Fishing for the right Wright-Fisher

Forward sampling the evolution process with a lot of diversity and a dense fitness spectrum is something I do a lot in my research. I've thought about how to get more speed and avoid cluster jobs. This is a post about what I learned in trying to make things go really fast in forward simulations.

Ignoring populaiton structure and crossing and stuff, there's many ways to forward simulate, all ending up with the same diffusion equation in the end (that's the important thing). But as far as I can tell there's a few ways that are so much better than the other ways in terms of CPU cycles, that if you use one of the other ways, well, you might as well be writing for-loops in an uncompiled language to do matrix multiplication.

Buuuurn.

Maybe this is all obvious. But people just assume everyone knows how to forward simulate, and the mathematical details are sparse. "Wright-Fisher" and "Moran" processes have standard meanings, that are so standard and obvious that it's possible no one really knows what they are in the context of time varying selection, or fluctuating population size or what the detailed algorithmic implementation entails.

What I imagine are standard Wright-Fisher and Moran implementations

First, let me give a plug for using units of real time, and not generations. As a physicist I'm used to checking my equations by checking my units.

Let the generation rate be $λ$, which we can always set to one later. Wright fisher simulations with $N$ individuals require $O(N^2)$ calculations per generation. This is because to do multinomial sampling from the Boltzmann distribution, \begin{equation} p_i = \frac{e^{f_i/λ}}{\sum_j e^{f_j /λ}} \end{equation} requires $O(N)$ comparisons, and we must do so $N$ times to fill up the next generation.

Sampling from a multinomial distribution involves inverting CDF and this requires O(N) comparisons. Shown are two random draws (red diamonds) from a six-outcome multinomial distributions resulting in 2 and 5.

The observable diversity parameter here for this process is $θ = (4 N / λ) μ$.

The story is much the same for (what I think of as) the standard Moran process. I think the most common way of implementing a Moran process is first selecting an individual accroding to the Boltzmann distribution ($O(N)$) to be born and then selecting a random individual to die. If we do this at a rate $Nλ$ then we cover a generation in $O(N^2)$.

The diversity resulting from this process is $θ = (2 N / λ) μ$, so it is twice as drifty as the WF. We can understand this by thinking about how well each of these processes approximate the deterministic evolution. Consider the neutral case, which means in the determinstic case, the frequencies won't change: The best estimate for the future frequency is determined by the observed frequency now. This is what's used in WF to determne the next gerneration. In the Moran process the errors in the frequency are continuously compounding on eachother. The first indvidual gets a genotype at the "optimal" WF estimate, but the second individual in the gerenation is off a little bit because of the randomness in the first individual's genotype. These errors lead to an increase in the stochasticity which results in exactly double the sampling error as the WF rate, and exactly half the effective population size for the same number of individuals.

The Wright stuff.

Half as fast! Why do it then? Just because continuous generations are prettier? Well most common way of implementing a Moran process is, quite frankly, shit. In fact, we can avoid the $O(N)$ cost of multinomial sampling altogether. For a population size of $10^5$, $10^5$ speed up is more than great, it's practically apotheosis!

To be fair, it's fairly easy to construct a faster sampler for the Boltzmann sampler using some fiddly rejection sampling or quick-sorting of the random reals. But IMO, it's really not even close to the full glory of a well implemented Moran-type process.

This is because we can store our population as a dense vector of reduced genotypes, think C++ allocated memory registers of say UInt64's each for a genotype of 32 selection mediating nucleotides (2 bits each for the four nucleotide possibilities).

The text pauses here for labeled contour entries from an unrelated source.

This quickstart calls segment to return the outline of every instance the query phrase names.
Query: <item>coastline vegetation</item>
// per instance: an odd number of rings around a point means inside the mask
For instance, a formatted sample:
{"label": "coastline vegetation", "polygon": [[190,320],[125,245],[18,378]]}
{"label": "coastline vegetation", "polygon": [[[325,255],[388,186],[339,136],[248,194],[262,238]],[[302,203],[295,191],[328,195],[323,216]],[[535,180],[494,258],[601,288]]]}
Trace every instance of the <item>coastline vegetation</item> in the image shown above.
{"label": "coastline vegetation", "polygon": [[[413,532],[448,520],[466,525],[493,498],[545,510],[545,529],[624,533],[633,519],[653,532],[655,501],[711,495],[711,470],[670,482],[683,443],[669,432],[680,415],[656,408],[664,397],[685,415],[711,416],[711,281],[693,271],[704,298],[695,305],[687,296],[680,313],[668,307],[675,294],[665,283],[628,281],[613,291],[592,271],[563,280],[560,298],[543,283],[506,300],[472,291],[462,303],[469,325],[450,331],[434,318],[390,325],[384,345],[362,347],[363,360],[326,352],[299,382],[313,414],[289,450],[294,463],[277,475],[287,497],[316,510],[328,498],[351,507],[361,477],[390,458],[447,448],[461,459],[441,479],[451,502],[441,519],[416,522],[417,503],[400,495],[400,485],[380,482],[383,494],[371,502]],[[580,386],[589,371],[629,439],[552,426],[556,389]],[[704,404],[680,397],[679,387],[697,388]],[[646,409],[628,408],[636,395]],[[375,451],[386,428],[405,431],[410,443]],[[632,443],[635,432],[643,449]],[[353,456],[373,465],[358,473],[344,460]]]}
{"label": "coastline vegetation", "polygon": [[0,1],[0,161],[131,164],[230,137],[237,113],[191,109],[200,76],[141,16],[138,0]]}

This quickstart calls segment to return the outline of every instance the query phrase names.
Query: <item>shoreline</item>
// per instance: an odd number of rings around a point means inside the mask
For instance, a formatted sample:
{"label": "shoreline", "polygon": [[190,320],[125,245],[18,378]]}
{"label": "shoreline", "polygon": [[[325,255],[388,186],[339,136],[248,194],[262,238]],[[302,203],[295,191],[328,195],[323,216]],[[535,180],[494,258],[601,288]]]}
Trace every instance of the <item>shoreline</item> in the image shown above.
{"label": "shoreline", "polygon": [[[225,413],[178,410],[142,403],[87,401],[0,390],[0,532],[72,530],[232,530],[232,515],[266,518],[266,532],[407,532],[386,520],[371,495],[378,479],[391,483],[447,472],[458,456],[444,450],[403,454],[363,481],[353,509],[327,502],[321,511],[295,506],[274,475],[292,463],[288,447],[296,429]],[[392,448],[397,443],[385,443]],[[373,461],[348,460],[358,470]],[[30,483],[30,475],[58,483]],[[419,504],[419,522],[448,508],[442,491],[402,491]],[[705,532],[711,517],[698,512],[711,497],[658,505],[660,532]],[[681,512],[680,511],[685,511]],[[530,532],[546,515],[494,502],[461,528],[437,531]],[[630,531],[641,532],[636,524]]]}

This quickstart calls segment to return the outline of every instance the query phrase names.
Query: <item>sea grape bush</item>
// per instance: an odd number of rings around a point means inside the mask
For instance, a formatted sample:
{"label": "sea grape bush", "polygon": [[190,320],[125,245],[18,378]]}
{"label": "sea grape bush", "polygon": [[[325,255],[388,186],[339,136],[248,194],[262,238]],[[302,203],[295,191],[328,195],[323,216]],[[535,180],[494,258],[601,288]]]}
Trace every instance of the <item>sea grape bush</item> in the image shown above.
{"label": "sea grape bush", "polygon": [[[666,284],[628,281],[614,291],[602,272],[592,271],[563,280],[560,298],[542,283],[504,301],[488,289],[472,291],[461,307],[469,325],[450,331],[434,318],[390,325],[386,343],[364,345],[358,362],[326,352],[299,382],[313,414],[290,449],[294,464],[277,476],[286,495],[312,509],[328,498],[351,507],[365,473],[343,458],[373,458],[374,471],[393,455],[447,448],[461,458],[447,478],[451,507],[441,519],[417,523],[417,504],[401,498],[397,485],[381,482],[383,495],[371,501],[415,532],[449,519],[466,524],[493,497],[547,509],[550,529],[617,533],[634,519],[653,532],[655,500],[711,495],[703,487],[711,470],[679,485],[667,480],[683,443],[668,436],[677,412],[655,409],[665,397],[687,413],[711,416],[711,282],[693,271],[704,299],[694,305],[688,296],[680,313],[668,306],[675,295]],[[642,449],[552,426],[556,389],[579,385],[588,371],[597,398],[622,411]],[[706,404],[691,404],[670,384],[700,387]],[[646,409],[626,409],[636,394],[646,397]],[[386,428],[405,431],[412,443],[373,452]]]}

One individual is born, one individual dies. That's just copying one set of bits onto another register, in place. This is what CPU's are born to do, so it's dang fast. If we are not sampling anything from the Boltzmann distribution, we can avoid almost all allocations and each process becomes an $O(1)$ operation on the genes. A really cpu friendly $O(1)$ operation.

Computers love this algorithm! I can run trillions of birth death events easily in a coffee break on a single core. The gentle hum of happy CPU's playing with dense vectors of UInts, never stoppying for garbage collection, never defragmenting, for millions of generations, warms my cold nerd heart.

Chemical potential Moran

Stat-mech refresher: A cannonical ensemble is defined by a collection of interacting particles coupled to a heat bath through a constant-volume, thermally conductive, impermeable wall. The particle number is a defining parameter. In the grand-cannonical ensemble, a system coupled to a bath that allows particles across the boundary. The particle number is not fixed, instead the Lengendre-dual (dual with respect to the free energy in the cannonical ensemble) of particle number, the chemical potential, is fixed. The particle number is allowed to fluctuate. One of the coolest ideas ever.

Well lets use the same idea here, population size is allowed to fluctuate. We define a chemical-potential-like thing $φ$ that biases the birth-death balance to keep particles fluctuating around $N_k$. We satisfy the condition that the net growth rate obeys Lotka-Voltera dynamics, which leads to the correct replicator equation,

\begin{equation} β_i - δ_i = f_i - φ \end{equation}

where $φ = \sum_i n_i f_i / N_k$ is a global, linear parameter in the population that mediates the carrying capacity. Essentially, it plays the role of a chemical potential for our system, modulating the total particle number.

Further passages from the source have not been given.